I think this is true to a certain extent, but good wine does not remain accessible to the masses for long. In fact, I would imagine that these types have the resources to acquire $150 bottles as everyday drinkers (and I bet they do - I would if I could). It is simply a supply vs. demand thing and the demand side is not going away. Those of us without deep pockets can get caught up in the “injustice” of it all, but it just doesn’t do much good to lament situations over which we have no control.

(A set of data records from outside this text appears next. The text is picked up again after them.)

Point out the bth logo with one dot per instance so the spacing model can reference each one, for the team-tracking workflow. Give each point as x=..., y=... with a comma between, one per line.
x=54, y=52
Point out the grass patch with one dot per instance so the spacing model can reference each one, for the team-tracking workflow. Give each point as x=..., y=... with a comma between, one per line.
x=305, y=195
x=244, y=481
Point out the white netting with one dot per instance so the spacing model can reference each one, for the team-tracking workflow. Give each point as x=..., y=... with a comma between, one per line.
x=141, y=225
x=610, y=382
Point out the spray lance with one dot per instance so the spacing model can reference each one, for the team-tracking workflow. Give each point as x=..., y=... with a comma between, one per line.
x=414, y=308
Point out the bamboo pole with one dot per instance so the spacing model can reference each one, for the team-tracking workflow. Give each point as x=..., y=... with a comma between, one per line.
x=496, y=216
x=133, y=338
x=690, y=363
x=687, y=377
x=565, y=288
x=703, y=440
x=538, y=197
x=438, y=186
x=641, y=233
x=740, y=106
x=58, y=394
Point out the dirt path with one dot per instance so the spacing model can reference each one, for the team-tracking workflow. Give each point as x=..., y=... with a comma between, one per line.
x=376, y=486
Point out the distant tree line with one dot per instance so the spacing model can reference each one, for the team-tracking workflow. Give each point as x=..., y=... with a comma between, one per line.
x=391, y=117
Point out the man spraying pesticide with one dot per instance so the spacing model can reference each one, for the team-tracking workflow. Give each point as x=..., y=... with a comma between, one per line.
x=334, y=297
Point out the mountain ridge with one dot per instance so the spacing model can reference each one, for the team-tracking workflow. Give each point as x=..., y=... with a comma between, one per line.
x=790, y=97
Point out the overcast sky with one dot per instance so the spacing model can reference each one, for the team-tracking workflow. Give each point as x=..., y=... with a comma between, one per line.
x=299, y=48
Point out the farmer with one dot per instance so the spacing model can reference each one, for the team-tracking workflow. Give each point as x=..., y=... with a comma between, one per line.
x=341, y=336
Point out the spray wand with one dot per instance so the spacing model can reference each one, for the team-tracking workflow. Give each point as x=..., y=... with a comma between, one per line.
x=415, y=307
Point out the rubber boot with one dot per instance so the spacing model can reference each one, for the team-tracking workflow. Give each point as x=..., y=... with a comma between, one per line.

Yes, but I put complaining about escalation of prices for wines I like to drink in the same category as complaining about the weather. It lets off some steam but I don’t expect anyone to do anything about it.

Lol. Best answer, joe.

Actually, I find that the rarity and high prices of certain wines gives me something to look FORWARD to eventually trying. Like the hard-to-get girl is more satisfying once you get her!

Isn’t it supply and demand? Less supply, more demand, higher prices… What one does with the wine once they have it seems to be their call.

The fact the winery whose wine is flipped does not just raise the price to the market value is what shows “loyalty” to me. In US, SQN, Schrader, Screaming Eagle, come to mind as wines whose value is much more than what they sell it for based upon market demand. So instead of the winery being rewarded for their hard work and perseverance, their list members - many of whom persevered on a waiting list for good part of a decade - make that extra buck.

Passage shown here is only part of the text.